RALEIGH – Continuing our look at North Carolina’s disinvestment in public education, a shortfall in state support has meant higher tuition and more debt for university students and fewer teachers for students in our K-12 public schools.
Though higher education is a public good that benefits us all – and our state constitution requires legislators to provide a college education for as close to free as possible1 – there’s no question the state has shifted part of the cost of higher education to students and their families.
Adjusted for inflation, state spending per in-state student at North Carolina’s public universities has declined $2,560, or 15.6%, since 2006-07.2 Over the same period, average tuition at our public universities rose 55%.3
Since 2008-09, when tuition at our state’s public universities accounted for 27% of the tuition/state appropriations mix, tuition has grown to account for 38%.
That change in percentages might not seem dramatic, but it means North Carolina students and their families collectively pay $378 million more for a public university education now than they did in 2008-09.4
North Carolina once prided itself on keeping tuition and, as a result, student debt low for its college graduates.
But for many students, the tuition increases of recent years mean more debt.

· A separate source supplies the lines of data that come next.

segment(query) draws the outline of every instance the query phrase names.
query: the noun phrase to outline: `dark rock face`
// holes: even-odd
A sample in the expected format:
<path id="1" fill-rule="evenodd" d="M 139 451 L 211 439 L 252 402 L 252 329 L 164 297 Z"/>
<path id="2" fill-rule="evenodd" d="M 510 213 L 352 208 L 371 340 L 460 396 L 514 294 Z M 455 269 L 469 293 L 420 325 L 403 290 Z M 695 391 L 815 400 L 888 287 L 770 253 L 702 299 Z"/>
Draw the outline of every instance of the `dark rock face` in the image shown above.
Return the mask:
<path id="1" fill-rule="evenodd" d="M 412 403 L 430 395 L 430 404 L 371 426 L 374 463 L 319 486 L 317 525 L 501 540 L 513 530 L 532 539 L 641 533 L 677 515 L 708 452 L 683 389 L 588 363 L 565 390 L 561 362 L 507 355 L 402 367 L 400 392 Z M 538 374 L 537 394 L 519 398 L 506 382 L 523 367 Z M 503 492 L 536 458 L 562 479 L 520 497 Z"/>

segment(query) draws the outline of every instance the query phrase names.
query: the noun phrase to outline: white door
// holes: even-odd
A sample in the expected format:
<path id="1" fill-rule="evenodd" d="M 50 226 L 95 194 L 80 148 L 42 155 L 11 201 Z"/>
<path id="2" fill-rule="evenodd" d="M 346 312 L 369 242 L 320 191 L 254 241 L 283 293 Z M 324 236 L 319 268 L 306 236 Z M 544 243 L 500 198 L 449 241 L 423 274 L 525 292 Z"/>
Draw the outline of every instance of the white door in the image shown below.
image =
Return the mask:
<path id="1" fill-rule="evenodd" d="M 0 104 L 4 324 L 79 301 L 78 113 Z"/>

From 2006-07 to 2013-14, average debt levels of graduating seniors in the UNC System rose 56%, from $15,623 to $24,358. And the debt levels of North Carolina public university graduates are now approaching the national average.
Student debt is also more widespread: The percentage of UNC System graduates who borrow has grown from 50% in 2009-10 to 62% in 2013-14.5
Those are dollars a young graduate might otherwise spend on a first car or home.
DISINVESTMENT in our K-12 public schools has consequences on university campuses as well.
As North Carolina’s rank in average teacher pay sank as low as 47th in the nation,6 enrollment in UNC System schools of education fell more than 30% from 2010-20157 – even as North Carolina’s population continued to grow and made it the 9th most-populous state.
UNC campuses supply 37.5% of the state’s public school teachers and 44 percent of its beginning teachers,8 so the decline in enrollment in teacher-prep programs foreshadows a shortage of teachers in North Carolina.
To their credit, state legislators have acted to raise teacher pay – particularly for beginning teachers – the past three years.9
But we can’t stop here. Our students – and our state’s economy – deserve more.